Lastly, this study had a number of limitations. This study used convenience sampling to recruit participants, thus limiting its generalizability to the whole patient population at QECH or other teaching hospitals. Secondly, cultural nuances and messages are often communicated via body language and other non-verbal cues. These were not analysed in the present study. Finally, interpretation of interviewee comments as being literally true and accurate may be problematic as these may be subject to bias that can be introduced through the individuals’ concerns of social desirability (May & Fixcroft, 1995).

In conclusion, we suggest that there be a concerted effort by the Malawi College of Medicine and the Queen Elizabeth Central Hospital to raise patient and community awareness on the role of a teaching health facility. With the input of the community and other relevant stakeholders, there should be a way found on how to remind patients of their rights and responsibilities. The intention should not be to restrict patients’ participation in clinical teaching, but rather to facilitate such instruction which should only occur when both parties involves are aware of what is going on. Finally, as patients obtain significant benefits from being “managed” by students, it is also important that any harm that may be realized as a result of student involvement in patient care is minimized.
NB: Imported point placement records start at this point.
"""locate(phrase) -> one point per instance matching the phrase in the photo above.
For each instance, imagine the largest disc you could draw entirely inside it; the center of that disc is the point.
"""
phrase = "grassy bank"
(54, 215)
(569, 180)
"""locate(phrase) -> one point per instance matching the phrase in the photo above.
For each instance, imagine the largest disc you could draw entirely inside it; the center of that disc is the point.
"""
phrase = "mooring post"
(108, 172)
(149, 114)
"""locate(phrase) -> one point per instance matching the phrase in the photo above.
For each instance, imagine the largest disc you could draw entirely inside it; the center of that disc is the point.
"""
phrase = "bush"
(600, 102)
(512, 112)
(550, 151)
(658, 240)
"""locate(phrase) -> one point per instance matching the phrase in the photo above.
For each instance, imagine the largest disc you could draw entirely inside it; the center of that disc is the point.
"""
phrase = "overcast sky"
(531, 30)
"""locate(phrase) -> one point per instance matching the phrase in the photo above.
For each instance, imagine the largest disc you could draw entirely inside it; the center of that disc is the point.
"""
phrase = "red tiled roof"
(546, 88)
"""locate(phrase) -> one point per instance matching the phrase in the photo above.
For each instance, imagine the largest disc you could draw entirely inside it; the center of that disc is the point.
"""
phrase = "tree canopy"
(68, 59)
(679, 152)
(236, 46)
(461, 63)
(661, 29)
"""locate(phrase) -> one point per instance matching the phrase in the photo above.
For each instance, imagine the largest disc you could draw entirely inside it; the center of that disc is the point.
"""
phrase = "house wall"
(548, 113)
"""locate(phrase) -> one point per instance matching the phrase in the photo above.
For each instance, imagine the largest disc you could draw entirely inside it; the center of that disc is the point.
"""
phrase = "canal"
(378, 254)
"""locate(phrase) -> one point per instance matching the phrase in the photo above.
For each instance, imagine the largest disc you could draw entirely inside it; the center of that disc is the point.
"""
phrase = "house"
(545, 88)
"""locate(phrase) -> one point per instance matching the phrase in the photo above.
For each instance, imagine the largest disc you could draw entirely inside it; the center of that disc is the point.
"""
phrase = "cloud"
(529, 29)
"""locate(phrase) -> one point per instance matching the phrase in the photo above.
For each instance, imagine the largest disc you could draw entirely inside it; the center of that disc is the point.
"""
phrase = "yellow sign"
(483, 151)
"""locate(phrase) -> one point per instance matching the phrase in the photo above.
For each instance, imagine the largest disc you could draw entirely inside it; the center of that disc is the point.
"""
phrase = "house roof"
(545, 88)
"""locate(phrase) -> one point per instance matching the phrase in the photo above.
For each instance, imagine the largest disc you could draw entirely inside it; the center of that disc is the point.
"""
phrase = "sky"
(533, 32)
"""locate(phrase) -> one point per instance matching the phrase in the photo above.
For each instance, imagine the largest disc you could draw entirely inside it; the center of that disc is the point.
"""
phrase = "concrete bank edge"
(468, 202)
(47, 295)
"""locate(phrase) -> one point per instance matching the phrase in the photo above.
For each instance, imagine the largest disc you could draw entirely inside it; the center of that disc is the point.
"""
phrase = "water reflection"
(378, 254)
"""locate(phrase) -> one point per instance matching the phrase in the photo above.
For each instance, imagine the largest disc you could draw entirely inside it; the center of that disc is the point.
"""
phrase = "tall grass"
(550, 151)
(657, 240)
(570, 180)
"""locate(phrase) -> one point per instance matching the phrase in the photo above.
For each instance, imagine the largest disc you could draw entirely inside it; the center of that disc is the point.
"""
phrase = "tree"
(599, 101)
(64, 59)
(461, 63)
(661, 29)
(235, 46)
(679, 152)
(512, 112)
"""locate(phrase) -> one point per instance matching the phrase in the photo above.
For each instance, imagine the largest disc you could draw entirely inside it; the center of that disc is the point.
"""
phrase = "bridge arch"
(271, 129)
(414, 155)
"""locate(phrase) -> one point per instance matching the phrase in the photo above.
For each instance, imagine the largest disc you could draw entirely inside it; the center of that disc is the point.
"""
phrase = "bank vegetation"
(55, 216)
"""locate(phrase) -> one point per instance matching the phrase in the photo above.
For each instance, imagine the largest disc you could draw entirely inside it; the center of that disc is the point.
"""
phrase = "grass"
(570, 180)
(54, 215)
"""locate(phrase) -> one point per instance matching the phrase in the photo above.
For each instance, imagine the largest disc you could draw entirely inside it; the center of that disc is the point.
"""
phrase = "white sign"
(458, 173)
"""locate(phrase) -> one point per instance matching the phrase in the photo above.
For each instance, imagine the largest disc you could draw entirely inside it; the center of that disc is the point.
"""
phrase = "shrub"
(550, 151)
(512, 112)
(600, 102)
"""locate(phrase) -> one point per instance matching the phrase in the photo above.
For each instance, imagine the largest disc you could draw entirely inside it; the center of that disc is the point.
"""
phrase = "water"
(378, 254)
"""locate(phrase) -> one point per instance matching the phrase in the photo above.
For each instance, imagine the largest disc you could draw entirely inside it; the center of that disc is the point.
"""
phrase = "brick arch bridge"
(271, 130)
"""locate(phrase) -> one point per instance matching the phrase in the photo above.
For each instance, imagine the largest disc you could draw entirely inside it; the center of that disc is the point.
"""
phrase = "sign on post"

The interaction between medical students and patients in Malawi appear to be patient-cantered aimed at not only facilitate learning, but also provide care and support to patients. Medical students are perceived by patients as enthusiastic and detailed in their undertaking. There is need to nurture the mutual relationship between the student and the patient.

Competing interests

The authors declare no competing interests.


We are grateful to Owen Henry and Gift Mulima who assisted in data collection and Vincent Jumbe and Paul Ndebele for logistical support and assistance with data analysis. Funding from this research was provided by University of Malawi-College of Medicine Student Research Grant.